The "Naturalistic Free Recall" dataset provides transcribed verbal recollections of four spoken narratives collected from 229 participants. Each participant listened to two stories, varying in duration from approximately 8 to 13 minutes, recorded by different speakers. Subsequently, participants were tasked with verbally recalling the narrative content in as much detail as possible and in the correct order. The dataset includes high-fidelity, time-stamped text transcripts of both the original narratives and participants' recollections. To validate the dataset, we apply a previously published automated method to score memory performance for narrative content. Using this approach, we extend effects traditionally observed in classic list-learning paradigms. The analysis of narrative contents and its verbal recollection presents unique challenges compared to controlled list-learning experiments. To facilitate the use of these rich data by the community, we offer an overview of recent computational methods that can be used to annotate and evaluate key properties of narratives and their recollections. Using advancements in machine learning and natural language processing, these methods can help the community understand the role of event structure, discourse properties, prediction error, high-level semantic features (e.g., idioms, humor), and more. All experimental materials, code, and data are publicly available to facilitate new advances in understanding human memory.

Abstract Image

查看原文本刊更多论文

“自然自由回忆”数据集：四个故事，数百名参与者和高保真转录。

“自然自由回忆”数据集提供了从229名参与者中收集的四种口头叙述的转录口头回忆。每个参与者都听了两个故事，时长从8分钟到13分钟不等，由不同的演讲者录制。随后，参与者被要求以正确的顺序尽可能详细地口头回忆叙述内容。该数据集包括高保真的、带有时间戳的原始叙述和参与者回忆的文本抄本。为了验证数据集，我们应用先前发布的自动化方法对叙述性内容的记忆性能进行评分。使用这种方法，我们扩展了传统上在经典列表学习范式中观察到的效果。与对照表学习实验相比，叙述内容及其言语记忆的分析具有独特的挑战性。为了方便社区使用这些丰富的数据，我们概述了最近可用于注释和评估叙事及其回忆的关键属性的计算方法。利用机器学习和自然语言处理的进步，这些方法可以帮助社区理解事件结构、话语属性、预测误差、高级语义特征（例如成语、幽默）等的作用。所有的实验材料、代码和数据都是公开的，以促进对人类记忆理解的新进展。

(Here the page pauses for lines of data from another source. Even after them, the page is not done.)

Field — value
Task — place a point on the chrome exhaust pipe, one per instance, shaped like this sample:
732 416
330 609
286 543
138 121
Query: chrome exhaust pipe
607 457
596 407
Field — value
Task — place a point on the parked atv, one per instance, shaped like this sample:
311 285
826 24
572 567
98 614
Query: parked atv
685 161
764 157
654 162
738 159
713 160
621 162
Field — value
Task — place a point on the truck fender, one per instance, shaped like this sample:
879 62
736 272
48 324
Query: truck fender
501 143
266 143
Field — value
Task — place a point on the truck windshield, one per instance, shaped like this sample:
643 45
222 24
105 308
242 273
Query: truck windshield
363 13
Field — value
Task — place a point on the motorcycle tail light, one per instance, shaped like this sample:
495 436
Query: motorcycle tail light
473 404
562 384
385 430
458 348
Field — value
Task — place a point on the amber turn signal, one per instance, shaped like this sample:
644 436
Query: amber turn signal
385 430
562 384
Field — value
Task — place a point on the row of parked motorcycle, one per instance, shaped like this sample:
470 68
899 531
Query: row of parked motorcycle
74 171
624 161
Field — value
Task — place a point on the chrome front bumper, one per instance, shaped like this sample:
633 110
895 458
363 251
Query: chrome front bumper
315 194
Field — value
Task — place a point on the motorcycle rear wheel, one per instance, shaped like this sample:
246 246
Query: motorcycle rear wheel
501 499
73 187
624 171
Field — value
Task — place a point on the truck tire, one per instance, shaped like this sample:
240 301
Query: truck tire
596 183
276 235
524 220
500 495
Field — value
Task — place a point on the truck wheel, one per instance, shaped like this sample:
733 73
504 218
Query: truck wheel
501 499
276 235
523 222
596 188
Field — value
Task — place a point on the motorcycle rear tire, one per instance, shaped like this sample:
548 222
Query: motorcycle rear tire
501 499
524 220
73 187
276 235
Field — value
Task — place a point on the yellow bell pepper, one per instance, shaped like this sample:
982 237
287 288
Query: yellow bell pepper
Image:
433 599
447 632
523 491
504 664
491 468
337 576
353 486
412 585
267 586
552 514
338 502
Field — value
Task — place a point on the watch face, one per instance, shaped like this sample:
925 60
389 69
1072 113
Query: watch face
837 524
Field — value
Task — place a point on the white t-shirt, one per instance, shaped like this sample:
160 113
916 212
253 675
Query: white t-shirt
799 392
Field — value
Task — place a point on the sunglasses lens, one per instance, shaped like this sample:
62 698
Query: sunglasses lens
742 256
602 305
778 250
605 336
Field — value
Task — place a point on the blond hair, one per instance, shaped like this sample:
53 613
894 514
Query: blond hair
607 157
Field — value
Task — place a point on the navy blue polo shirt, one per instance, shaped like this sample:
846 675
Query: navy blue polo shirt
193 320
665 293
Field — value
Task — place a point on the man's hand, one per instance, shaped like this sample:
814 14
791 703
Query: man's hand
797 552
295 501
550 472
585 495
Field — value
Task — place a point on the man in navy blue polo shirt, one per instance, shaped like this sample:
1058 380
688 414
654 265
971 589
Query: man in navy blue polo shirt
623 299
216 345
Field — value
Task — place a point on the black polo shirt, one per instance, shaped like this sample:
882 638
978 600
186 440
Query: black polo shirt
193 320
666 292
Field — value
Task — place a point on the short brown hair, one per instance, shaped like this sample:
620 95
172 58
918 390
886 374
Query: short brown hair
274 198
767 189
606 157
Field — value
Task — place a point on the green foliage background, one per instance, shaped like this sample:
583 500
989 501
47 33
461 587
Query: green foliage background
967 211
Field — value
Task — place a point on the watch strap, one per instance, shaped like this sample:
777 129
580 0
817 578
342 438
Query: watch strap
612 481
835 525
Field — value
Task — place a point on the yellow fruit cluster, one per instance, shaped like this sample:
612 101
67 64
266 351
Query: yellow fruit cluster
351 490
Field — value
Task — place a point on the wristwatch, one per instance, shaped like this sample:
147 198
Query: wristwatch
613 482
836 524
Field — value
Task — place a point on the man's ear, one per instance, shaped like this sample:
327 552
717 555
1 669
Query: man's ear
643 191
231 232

本文章由计算机程序翻译，如有差异，请以英文原文为准。

求助全文

约1分钟内获得全文求助全文

来源期刊

Scientific Data Social Sciences-Education

CiteScore

11.20

自引率

4.10%

发文量

689

审稿时长

16 weeks

期刊介绍： Scientific Data is an open-access journal focused on data, publishing descriptions of research datasets and articles on data sharing across natural sciences, medicine, engineering, and social sciences. Its goal is to enhance the sharing and reuse of scientific data, encourage broader data sharing, and acknowledge those who share their data. The journal primarily publishes Data Descriptors, which offer detailed descriptions of research datasets, including data collection methods and technical analyses validating data quality. These descriptors aim to facilitate data reuse rather than testing hypotheses or presenting new interpretations, methods, or in-depth analyses.